Since the dawn of digital photography, practitioners of the art have been barred from a creative freedom enjoyed by their image-making predecessors. Oil and watercolor painters, printmakers, and, yes, chemically-based photographers could make an image any shape they wanted to. Not so in the digital world. When cropping a raster image, a digital photographer must either leave an entire pixel in, or take it out. The result is that the aspect ratio of the cropped photograph is limited to the ratios of the integer dimensions of a rectangular subset of the pixels in an image.
An example with a small image will make this clear. Let’s say that the original image is 3×4 pixels. The possible aspect ratios that can be cropped from this image are 3:4 (the entire image), 1:1 (3×3, 2×2, and 1×1 pixel crops), 1:4, 1:3, 1:2, 3:1, 2:1, 3:2, 2:3, and so on. 4:5, a common photographic aspect ratio, is simply not available. As the size of the original image, measured in pixels, increases, the choices grow, but it’s never been enough for the truly creative photographer.

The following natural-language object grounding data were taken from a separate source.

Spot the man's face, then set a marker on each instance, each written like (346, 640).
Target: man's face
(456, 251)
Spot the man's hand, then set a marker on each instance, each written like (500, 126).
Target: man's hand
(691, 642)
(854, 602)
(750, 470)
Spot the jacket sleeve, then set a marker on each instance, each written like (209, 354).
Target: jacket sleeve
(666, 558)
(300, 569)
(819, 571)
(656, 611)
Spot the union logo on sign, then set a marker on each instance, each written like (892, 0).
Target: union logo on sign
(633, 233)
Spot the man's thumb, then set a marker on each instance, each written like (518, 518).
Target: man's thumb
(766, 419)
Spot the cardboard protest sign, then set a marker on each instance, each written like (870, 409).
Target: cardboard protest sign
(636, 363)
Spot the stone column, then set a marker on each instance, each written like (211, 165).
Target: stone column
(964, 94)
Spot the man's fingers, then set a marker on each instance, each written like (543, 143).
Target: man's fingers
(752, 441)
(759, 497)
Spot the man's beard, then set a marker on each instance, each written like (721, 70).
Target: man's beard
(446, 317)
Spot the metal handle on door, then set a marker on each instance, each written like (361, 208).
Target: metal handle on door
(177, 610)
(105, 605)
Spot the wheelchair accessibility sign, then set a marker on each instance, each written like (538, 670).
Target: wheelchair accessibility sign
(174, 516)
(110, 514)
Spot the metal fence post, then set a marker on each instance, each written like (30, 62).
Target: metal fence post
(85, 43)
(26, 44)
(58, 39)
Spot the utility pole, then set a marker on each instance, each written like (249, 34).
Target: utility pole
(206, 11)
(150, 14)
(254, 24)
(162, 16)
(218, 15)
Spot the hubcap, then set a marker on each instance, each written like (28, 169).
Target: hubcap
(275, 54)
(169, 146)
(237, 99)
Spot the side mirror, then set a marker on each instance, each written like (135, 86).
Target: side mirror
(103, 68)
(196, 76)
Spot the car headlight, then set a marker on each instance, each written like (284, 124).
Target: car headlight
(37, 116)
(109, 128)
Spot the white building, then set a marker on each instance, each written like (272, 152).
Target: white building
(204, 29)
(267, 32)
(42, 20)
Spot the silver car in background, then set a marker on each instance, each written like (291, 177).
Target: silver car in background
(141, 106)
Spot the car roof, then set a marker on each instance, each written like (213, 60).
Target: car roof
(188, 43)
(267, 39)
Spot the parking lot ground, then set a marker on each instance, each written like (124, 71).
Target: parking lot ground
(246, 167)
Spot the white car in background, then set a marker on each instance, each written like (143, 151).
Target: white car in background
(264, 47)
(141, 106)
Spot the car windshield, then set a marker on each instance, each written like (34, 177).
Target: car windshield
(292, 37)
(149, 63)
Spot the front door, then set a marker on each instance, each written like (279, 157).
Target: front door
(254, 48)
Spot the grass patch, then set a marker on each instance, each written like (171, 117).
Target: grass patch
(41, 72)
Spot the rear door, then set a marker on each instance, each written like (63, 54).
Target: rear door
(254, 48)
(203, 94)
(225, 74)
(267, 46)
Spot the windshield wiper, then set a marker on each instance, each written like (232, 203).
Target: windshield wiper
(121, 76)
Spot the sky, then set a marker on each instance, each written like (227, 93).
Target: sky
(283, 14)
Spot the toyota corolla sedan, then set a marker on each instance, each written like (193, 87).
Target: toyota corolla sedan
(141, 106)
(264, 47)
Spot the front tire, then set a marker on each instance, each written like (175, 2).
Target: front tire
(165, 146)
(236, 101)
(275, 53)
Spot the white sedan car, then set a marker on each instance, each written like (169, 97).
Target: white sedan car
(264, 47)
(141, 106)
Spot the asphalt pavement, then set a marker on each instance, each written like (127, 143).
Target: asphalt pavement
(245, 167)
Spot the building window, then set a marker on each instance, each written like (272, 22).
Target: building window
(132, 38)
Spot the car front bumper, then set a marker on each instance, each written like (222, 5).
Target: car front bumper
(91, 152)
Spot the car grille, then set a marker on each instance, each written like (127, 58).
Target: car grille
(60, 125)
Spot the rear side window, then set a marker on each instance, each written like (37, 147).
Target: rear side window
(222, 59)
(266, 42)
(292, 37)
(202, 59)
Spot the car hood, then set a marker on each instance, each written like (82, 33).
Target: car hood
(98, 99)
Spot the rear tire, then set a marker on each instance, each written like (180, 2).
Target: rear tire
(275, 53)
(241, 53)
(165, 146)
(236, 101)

As often happens this time of year, the inspired geniuses at Lirpa Labs, the wholly-owned research subsidiary of the Sloof Lirpa Corporation, have invented a solution to a problem that many of us didn’t even know we had. Some of Sloop Lirpa’s previous breakthroughs include the DED-backlit LCD and the 4×5 cellphone.
This year, the Lirpa researchers took a look at what they could do to increase the limited selection of aspect ratios available to photographers. They explored the obvious, such as increasing the resolution of images to gain a wider variety of ratios. That wasn’t good enough for the Lirpalites. True, the number of aspect ratios available through that stratagem is infinite. But mathematicians have hierarchies of infinities, and the set of rational numbers, which the set of aspect ratios you can get by scaling and cropping, is the lowliest of infinities, the countable kind.
There is a much larger infinity out there, the set of all real numbers. How could the Lirpa scientists make that entire set available to photographers, both as aspect ratios and as both horizontal and vertical dimensions? Pixels are integrally addressed by definition, so the number of pixels in each direction are integers, and the ratio of those integers must be a rational number.
The breakthrough came when the researchers explored the ramifications of the fact that pixels don’t have to be square. Their unsquareness is not itself the breakthrough; such pixels are used often in moving images. But the aspect ratio of the pixel has always been rational. The new Lirpa pixels can have any real number for their aspect ratio, and thus, images composed of these pixels can themselves have any real number for their aspect ratio.
And here’s the great thing about the invention; the new type of pixels can be entirely implemented through the addition of a few new metadata fields. Rather than indicating the pixel aspect ratio with a number, which, in order to be representable in binary form must perforce be rational, the new fields allow the specification of an algorithm for calculating the aspect ratio in a programming language created for the purpose in a manner similar to the PostScript language. In order to make the specification of some useful aspect ratios simpler, commonly used ones such as e, pi, and the square root of two are predefined and may be invoked by reference.
Well, there you have it. A host of new possibilities are now available to you. The engineers on the parent company, Sloof Lirpa, who are responsible for making practical the Lirpa Labs discoveries, are hard at work on creating displays and printers whose pixel dimensions are irrational. And the researchers, always staying at the forefront of human knowledge — and sometimes considerably beyond — have set their sights on complex aspect ratios.